Again, allow me a historical anecdote. It is recorded that the 5th century Frankish chieftain Clovis decided that he would turn from a persecuting paganism to an equally rigorous Christianity both for himself and his people. At the event that would later go down in history as “The Baptism of France” one of his paladins remarked with wonder “We will now adore what we have burnt, and burn what we have adored.”
The 1940’s and 50’s were in the United States at least a “boom time” in vocations. Seminaries routinely turned away men with even the slightest defect of body and still produced ordination classes of 20, 30, even 40 ordinands a year; Religious Orders were building new “motherhouses” and novitiates to accommodate all the postulants, etc.
And if the truth be told, many were attracted by the very things at first (the “mystique” of the Mass, the priestly look, and style, the religious habit, the life of obedience, simplicity and silence, etc.) that they would be called upon to burn. While these things are superficial and are not enough to sustain a lifetime’s vocation all by themselves; is not man himself a bit “superficial”? Are we nothing but intellect? Or do we all crave at some level for the outward beauty, color, ritual, sounds, sights, and smells that produce in us what one historian of religion called “the awe-filled and fearsome mystery”?

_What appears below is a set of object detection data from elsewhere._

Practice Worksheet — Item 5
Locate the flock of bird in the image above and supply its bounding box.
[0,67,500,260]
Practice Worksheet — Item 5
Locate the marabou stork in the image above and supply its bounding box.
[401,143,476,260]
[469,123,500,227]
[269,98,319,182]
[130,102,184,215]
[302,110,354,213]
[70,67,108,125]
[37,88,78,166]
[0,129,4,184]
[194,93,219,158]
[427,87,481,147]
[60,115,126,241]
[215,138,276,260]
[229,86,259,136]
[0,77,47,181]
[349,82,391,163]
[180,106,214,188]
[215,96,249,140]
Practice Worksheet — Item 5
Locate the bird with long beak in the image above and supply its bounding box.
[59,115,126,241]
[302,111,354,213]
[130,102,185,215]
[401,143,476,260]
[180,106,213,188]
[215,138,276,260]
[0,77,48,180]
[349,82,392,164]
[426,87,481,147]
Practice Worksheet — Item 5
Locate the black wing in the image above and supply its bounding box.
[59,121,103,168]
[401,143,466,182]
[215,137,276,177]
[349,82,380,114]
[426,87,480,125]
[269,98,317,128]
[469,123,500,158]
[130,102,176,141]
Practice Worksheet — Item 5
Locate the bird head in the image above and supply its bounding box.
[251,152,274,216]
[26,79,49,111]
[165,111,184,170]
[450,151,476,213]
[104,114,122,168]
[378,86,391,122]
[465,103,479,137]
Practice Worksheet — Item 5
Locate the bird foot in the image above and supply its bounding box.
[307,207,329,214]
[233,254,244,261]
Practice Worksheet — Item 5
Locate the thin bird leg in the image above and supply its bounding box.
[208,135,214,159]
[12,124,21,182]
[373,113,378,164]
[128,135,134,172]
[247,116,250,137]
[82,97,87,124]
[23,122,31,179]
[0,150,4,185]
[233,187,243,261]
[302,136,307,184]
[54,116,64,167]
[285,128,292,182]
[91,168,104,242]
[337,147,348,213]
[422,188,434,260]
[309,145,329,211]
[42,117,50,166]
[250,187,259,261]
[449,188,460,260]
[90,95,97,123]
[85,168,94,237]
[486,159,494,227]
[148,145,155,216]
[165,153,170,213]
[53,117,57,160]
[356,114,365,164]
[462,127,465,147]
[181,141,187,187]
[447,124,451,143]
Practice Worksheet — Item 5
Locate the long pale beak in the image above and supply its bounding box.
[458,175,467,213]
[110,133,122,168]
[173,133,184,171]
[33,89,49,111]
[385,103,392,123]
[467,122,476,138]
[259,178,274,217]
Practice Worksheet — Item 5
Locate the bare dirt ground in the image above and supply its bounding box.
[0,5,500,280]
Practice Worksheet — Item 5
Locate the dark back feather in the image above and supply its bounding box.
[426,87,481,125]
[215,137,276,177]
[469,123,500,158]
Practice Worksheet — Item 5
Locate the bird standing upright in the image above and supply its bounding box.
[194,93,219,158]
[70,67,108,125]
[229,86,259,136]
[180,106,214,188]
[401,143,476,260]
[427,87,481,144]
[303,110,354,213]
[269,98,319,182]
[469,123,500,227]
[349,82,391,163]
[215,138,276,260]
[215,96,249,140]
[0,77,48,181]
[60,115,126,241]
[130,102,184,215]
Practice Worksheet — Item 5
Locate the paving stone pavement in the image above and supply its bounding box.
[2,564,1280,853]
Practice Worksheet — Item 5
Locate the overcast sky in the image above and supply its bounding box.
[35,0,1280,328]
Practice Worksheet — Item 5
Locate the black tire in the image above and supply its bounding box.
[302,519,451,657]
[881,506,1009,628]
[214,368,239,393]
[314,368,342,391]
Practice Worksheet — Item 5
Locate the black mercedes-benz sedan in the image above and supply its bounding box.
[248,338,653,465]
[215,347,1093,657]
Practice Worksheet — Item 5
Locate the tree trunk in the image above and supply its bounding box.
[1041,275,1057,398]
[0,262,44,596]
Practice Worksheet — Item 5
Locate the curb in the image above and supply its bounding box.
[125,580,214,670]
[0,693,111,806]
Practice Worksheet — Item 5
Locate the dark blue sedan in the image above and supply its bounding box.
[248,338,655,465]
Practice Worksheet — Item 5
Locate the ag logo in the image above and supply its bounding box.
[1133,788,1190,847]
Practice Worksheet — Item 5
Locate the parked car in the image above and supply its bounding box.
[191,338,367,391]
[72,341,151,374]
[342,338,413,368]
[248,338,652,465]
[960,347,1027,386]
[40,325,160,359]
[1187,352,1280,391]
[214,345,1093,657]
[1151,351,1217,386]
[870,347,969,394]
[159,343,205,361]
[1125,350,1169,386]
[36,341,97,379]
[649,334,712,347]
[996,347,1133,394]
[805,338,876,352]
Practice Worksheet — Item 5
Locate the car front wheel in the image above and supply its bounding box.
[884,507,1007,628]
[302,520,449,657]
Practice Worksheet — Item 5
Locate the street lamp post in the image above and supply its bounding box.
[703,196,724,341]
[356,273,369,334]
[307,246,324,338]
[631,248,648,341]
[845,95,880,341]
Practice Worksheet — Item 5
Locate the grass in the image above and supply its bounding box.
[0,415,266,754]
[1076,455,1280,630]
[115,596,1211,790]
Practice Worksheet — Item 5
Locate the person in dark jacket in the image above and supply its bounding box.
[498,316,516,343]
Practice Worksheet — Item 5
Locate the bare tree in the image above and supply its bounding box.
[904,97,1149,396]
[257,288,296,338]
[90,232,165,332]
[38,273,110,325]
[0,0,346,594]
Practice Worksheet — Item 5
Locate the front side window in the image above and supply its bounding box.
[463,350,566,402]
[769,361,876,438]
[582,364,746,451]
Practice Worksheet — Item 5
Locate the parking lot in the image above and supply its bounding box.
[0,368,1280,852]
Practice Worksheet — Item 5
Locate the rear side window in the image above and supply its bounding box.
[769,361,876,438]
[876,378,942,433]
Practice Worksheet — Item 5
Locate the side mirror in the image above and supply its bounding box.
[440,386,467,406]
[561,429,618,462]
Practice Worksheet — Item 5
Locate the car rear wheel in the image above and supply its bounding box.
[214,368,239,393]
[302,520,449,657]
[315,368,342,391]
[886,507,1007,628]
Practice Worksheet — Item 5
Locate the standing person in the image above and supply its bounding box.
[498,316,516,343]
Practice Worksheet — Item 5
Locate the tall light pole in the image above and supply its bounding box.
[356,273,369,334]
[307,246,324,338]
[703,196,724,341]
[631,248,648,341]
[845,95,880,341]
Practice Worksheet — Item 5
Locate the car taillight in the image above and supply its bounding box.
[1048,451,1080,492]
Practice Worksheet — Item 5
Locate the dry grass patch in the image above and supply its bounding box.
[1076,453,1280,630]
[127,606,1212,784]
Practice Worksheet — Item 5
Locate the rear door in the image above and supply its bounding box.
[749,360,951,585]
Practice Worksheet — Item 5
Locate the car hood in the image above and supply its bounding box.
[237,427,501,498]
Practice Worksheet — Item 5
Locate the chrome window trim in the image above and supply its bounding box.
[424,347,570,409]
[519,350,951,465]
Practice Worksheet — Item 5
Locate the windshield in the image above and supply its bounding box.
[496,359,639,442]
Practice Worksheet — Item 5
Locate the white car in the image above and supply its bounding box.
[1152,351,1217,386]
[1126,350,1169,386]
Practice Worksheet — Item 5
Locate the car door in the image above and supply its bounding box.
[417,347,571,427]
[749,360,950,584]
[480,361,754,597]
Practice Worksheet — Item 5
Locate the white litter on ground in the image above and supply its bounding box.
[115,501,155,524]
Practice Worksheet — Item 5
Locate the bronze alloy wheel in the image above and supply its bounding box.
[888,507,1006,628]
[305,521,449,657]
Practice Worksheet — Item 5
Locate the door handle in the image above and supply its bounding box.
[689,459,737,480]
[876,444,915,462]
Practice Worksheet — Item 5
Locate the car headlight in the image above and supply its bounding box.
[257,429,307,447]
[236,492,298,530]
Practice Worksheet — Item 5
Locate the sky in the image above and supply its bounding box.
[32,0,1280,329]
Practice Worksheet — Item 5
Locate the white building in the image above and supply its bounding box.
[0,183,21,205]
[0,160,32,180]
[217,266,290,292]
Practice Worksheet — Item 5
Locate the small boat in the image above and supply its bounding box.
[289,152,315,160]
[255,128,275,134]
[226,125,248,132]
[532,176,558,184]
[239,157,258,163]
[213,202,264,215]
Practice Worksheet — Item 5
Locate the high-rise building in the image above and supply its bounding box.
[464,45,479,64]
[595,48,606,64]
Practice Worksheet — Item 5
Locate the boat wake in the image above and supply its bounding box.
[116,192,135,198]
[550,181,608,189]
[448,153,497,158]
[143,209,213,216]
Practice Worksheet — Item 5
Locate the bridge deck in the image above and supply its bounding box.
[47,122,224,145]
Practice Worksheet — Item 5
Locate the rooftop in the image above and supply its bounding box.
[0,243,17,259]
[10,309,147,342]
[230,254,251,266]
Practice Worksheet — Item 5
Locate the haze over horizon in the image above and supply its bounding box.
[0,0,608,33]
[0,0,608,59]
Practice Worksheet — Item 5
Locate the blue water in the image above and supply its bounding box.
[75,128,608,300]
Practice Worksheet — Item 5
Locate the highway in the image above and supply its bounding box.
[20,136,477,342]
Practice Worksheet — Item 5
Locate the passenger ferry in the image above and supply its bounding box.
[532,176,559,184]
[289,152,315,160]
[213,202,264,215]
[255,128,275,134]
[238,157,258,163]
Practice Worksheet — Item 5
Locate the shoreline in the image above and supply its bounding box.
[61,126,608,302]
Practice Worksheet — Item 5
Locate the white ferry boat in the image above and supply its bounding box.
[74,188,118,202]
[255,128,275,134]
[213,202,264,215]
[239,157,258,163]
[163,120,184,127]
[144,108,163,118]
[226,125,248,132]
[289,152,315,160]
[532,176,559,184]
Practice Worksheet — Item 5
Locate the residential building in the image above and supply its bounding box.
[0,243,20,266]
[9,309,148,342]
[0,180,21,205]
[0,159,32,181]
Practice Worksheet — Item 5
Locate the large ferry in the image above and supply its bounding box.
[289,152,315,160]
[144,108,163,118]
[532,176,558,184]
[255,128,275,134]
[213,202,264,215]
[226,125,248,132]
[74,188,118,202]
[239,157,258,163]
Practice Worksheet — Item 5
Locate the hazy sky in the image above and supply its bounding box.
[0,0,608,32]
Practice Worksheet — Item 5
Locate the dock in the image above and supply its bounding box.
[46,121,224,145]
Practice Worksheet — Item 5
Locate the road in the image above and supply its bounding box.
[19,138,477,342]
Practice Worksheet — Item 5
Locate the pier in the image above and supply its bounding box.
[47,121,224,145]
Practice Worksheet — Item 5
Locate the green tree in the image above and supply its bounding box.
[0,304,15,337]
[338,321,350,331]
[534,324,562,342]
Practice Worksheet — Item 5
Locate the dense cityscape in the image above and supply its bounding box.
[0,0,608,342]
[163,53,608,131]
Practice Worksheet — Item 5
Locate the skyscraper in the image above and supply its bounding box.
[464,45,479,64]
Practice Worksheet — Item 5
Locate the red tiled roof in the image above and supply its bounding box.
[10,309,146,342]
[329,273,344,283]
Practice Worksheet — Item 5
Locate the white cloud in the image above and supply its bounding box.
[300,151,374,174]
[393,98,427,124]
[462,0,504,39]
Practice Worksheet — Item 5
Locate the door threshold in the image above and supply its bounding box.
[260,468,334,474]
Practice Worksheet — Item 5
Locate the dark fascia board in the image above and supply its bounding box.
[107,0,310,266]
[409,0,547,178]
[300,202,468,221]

However, many were told now that such things were “infantile”, “outdated”, “childish” and had “to be let go”. And let go they were. We got back to “the early Church” or to the “original charism of the Founder/Foundress.” And soon after, even the very vocation was “let go” too.
Thousands of clergy and religious abandoned the sacramental and vowed life that had once attracted them to go “back to the world.” Many ( but not all) to “get married” but all at some level found what once they had “adored” was now unsupportable or even toxic without the “externals”.
It was the age of “finding yourself”. The comedian Alan King once remarked about someone that “Once he finds himself, he’s going to be disappointed.”
Many found that if you do strip away all the “externals”, the “internals” don’t stand by themselves: any more than the “substance” of a being can stand without any “accidents”.
In these last few decades, just when we thought we were making the Church more ”relevant” or attractive to the world, and our Liturgy more “meaningful” the pews began to slowly, but inexorably empty as well as our rectories and convents.
I know there is a logical fallacy called the “Post hoc, ergo propter hoc” fallacy: meaning that just because something happens AFTER something else it doesn’t mean that it happened BECAUSE of that thing.
But let’s assume that if in the last few decades that Church became even more numerous, vigorous, respected and our seminaries and convents were overflowing and our Masses packed, I think someone might say that “maybe” the “Changes” worked.
But it seems…well…enough for now, dear reader.